Traditional implementations of state machines suffer from various problems including intermingled state handling, which lead to messy code that is hard to understand and maintain. Using features of the Go language allows for the elimination of these problems and improves the clarity of the code.
In this article, I will present the implementation of a lexer for a very basic language using a functional state machine. It will be able to parse basic expressions like 123 + 345
and double-quoted strings.
The lexer’s task is to read input from a Reader
(the "program") and send appropriate descriptive "tokens" into an output channel. In an interpreter or compiler implementation, these tokens would then be processed by a parser.
The full example source code presented here is available on GitHub.

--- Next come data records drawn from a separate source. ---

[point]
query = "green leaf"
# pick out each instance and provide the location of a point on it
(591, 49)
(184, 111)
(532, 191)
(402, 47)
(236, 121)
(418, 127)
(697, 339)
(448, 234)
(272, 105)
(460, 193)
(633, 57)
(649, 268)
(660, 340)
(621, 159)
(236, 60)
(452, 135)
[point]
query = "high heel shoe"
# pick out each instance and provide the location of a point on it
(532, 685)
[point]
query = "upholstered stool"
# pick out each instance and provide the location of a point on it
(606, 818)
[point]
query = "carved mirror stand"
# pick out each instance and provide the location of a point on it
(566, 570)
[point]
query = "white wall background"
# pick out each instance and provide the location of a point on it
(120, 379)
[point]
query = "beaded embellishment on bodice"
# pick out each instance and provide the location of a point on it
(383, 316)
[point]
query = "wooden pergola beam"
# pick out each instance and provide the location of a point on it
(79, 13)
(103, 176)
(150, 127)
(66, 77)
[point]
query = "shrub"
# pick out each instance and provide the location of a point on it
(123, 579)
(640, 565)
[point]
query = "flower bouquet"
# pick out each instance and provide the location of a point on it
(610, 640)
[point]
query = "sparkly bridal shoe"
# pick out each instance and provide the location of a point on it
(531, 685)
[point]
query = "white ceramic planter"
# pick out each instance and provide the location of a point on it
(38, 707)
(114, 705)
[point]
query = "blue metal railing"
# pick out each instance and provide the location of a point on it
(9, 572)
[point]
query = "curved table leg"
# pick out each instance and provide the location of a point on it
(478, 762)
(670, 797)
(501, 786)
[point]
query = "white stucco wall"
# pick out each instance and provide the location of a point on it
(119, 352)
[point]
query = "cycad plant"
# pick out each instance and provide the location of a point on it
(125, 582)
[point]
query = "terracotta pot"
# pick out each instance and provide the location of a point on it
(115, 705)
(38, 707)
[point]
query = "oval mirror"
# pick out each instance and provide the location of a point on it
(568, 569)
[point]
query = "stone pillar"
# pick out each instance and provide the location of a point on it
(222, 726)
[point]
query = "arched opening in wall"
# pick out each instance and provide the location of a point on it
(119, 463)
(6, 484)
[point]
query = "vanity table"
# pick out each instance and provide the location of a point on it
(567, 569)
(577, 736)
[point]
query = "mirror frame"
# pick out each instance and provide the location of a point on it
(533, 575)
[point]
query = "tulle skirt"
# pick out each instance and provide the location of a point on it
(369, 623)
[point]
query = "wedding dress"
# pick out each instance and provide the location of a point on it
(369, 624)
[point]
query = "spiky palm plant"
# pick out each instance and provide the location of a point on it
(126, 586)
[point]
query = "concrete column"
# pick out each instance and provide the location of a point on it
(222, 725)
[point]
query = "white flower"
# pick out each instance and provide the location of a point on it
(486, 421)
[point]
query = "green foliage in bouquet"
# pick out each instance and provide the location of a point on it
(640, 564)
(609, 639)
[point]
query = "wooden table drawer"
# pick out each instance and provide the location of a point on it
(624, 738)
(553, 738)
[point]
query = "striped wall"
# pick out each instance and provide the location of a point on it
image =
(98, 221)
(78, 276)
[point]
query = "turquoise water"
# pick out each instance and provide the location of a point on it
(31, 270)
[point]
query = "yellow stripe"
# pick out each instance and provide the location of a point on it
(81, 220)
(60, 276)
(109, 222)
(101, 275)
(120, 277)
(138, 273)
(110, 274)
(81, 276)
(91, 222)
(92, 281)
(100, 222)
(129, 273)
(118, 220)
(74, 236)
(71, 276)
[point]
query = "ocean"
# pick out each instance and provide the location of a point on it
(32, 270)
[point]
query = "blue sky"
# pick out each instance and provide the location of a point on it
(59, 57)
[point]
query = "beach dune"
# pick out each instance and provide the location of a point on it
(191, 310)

Let's first implement the core function of our lexer's state machine using the traditional approach:
func TokensTraditional(r io.Reader, ch chan<- Token) {
bufR := bufio.NewReader(r)
for {
c, _, err := bufR.ReadRune()
if err != nil {
if !errors.Is(err, io.EOF) {
panic(err)
}
break
}
switch c {
case '+':
ch <- makeToken(Plus, "+")
case '-':
ch <- makeToken(Minus, "-")
}
}
}
Here we use a loop to read the sequence of runes from the Reader
, then we look at each rune and send tokens of various types into the output channel.
To simplify these examples, we just ignore any unknown runes (whitespace etc.) We also just panic in case of errors.
So far, this is just a simple loop, not a state machine – there is no state to keep track of. This changes when we introduce something more complex.
Let's add code to parse integers:
func TokensTraditional(r io.Reader, ch chan<- Token) {
inInt := false
intBuf := strings.Builder{}
bufR := bufio.NewReader(r)
for {
c, _, err := bufR.ReadRune()
if err != nil {
if !errors.Is(err, io.EOF) {
panic(err)
}
if inInt {
ch <- makeToken(Int, intBuf.String())
}
break
}
if inInt {
if isDigit(c) {
intBuf.WriteRune(c)
continue
}
ch <- makeToken(Int, intBuf.String())
inInt = false
intBuf.Reset()
}
if isDigit(c) {
inInt = true
intBuf.WriteRune(c)
continue
}
switch c {
case '+':
ch <- makeToken(Plus, "+")
case '-':
ch <- makeToken(Minus, "-")
}
}
}
The occurrence of a digit marks the start of an integer, which of course can consist of multiple digits. Since we are parsing runes one at a time, we need to keep track of the fact that we are "inside" an integer (using inInt
.) At the same time, we buffer all of the integer's runes (into intBuf
.)
The first rune that is not a digit marks the start of something else. This is our signal to send a new token using the contents of intBuf
.
Notice that there are two locations where we are sending an "integer" token: 1. once during normal parsing, and 2. once when we encounter EOF. This is due to the fact that the input can end with an integer, and we need to flush our internal intBuf
buffer.
Let's keep going and add one more step.
To parse strings, we need to add some more code to our state machine:
func TokensTraditional(r io.Reader, ch chan<- Token) {
inInt := false
intBuf := strings.Builder{}
inString := false
stringBuf := strings.Builder{}
bufR := bufio.NewReader(r)
for {
c, _, err := bufR.ReadRune()
if err != nil {
if !errors.Is(err, io.EOF) {
panic(err)
}
if inInt {
ch <- makeToken(Int, intBuf.String())
}
if inString {
panic(errors.New("string not closed"))
}
break
}
if inInt {
if isDigit(c) {
intBuf.WriteRune(c)
continue
}
ch <- makeToken(Int, intBuf.String())
inInt = false
intBuf.Reset()
}
if inString {
if c != '"' {
stringBuf.WriteRune(c)
continue
}
ch <- makeToken(String, stringBuf.String())
inString = false
stringBuf.Reset()
continue
}
if isDigit(c) {
inInt = true
intBuf.WriteRune(c)
continue
}
switch c {
case '+':
ch <- makeToken(Plus, "+")
case '-':
ch <- makeToken(Minus, "-")
case '"':
inString = true
}
}
}
Parsing strings is basically the same as parsing integers, except that strings are always enclosed in double quotes. When parsing strings, we just ignore the quotes and do not include them with our tokens.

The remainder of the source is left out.